Scientific classification
- Kingdom: Plantae
- Clade: Tracheophytes
- Clade: Angiosperms
- Clade: Eudicots
- Clade: Asterids
- Order: Asterales
- Family: Asteraceae
- Tribe: Heliantheae
- Genus: Iva
- Species: I. frutescens
- Binomial name: Iva frutescens L.
- Synonyms: Iva oraria Bartlett

= Iva frutescens =

- Genus: Iva
- Species: frutescens
- Authority: L.
- Conservation status: G5
- Synonyms: Iva oraria Bartlett

Species of flowering plant

Iva frutescens is a species of flowering plant in the family Asteraceae known by the common names Jesuit's bark, bigleaf marsh-elder, and high-tide bush. It grows in coastal eastern North America from Nova Scotia down the eastern coast and along the Gulf Coast to Texas.
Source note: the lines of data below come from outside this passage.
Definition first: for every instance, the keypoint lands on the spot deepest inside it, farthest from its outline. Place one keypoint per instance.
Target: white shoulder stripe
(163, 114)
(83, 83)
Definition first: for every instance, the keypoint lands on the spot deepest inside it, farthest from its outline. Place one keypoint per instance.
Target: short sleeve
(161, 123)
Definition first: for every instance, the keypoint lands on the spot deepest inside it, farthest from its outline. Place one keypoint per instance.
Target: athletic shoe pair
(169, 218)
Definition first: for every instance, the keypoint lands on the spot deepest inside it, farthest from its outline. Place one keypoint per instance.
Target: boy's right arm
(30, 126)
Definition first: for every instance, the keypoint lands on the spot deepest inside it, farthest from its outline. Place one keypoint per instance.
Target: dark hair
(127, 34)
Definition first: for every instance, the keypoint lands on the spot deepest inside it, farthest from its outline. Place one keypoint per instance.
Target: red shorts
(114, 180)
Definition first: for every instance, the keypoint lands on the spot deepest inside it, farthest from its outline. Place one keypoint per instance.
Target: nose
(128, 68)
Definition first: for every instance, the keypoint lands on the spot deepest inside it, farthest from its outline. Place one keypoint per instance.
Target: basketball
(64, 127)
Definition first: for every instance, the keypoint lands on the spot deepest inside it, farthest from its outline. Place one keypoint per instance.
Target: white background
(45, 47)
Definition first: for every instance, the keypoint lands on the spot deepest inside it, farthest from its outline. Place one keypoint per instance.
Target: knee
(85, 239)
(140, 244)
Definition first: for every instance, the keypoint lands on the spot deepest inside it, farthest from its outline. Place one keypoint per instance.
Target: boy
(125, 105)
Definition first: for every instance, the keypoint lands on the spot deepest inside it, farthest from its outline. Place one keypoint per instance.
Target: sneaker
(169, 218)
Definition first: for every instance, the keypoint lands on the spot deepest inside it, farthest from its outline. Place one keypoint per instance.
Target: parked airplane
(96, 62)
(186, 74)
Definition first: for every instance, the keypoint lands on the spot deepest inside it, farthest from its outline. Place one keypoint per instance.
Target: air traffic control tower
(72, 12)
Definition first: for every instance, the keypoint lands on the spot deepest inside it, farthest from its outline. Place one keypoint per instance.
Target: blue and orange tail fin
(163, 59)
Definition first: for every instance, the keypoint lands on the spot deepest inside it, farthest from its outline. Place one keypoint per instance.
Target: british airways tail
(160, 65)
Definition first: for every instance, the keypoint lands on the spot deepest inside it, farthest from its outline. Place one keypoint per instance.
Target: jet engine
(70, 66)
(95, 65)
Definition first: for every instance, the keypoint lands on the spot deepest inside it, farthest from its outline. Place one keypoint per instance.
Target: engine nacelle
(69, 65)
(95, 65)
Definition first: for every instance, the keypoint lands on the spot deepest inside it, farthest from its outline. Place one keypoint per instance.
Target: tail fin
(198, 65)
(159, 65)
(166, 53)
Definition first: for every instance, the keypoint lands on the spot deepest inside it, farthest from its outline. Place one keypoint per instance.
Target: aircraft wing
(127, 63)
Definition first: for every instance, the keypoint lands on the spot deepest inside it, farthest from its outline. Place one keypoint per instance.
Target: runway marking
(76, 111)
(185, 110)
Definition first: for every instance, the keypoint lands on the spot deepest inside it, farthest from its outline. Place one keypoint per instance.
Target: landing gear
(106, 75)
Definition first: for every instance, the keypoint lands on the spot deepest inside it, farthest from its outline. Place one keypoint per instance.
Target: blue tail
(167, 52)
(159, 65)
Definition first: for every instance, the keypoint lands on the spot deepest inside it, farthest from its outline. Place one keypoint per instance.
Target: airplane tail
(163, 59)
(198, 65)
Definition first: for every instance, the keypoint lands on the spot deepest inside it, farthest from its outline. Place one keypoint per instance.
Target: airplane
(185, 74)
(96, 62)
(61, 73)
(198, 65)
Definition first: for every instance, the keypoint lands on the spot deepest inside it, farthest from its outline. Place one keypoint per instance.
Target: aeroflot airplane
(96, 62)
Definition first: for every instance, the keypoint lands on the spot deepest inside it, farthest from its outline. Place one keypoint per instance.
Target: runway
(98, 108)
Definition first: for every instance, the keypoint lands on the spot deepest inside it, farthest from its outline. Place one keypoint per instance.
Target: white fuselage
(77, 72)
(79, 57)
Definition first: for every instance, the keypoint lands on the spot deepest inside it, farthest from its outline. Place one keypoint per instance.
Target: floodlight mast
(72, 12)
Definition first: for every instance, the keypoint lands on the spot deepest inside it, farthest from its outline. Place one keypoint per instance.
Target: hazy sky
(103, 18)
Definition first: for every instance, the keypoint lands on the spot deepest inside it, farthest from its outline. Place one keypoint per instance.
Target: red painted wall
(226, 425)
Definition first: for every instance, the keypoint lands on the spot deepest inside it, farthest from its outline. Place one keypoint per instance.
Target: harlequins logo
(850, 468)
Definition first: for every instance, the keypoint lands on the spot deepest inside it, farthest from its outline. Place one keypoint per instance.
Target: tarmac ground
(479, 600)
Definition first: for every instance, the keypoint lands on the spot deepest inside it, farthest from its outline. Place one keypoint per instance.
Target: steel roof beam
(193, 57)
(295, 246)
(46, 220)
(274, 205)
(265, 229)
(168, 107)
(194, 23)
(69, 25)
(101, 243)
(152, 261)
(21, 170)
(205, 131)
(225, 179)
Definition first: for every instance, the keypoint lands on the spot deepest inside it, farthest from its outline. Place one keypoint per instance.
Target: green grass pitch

Iva frutescens is a subshrub or shrub with erect stems up to 3.5 meters (almost 12 feet) tall. The leaves are lance-shaped or somewhat oval and have toothed edges. They are variable in size, measuring from 3 to 12 centimeters (1.2-5.0 inches) or more in length. The adaxial (upper) side of the leaf is often covered is small warts, helping to distinguish it from sympatric shrubs. The inflorescence is an elongated array of many small flower heads with whitish florets.

Iva frutescens is very common in salt marsh habitat throughout its native range. While it is tolerant of salinity, it is not very tolerant of flooding, so it tends to grow in a narrow band along the upper margins of marshes. The band may be just a few meters wide, and individuals nearest the water may be stunted. The largest individuals have their roots in water less than 7% of the time, and the longer the roots are submerged, the smaller the plants are. However, this slight tolerance of flooding allows the plant to compete with other species on the marsh margins. This competition on one side and flooding on the other keeps the plant restricted to a narrow band.

This species' position is in the malophe front line of waterway erosion. It sometimes grows on substrate that has been dredged and laid out along the edges of waterways.

This species provides habitat for salt marsh animals such as the marsh wren.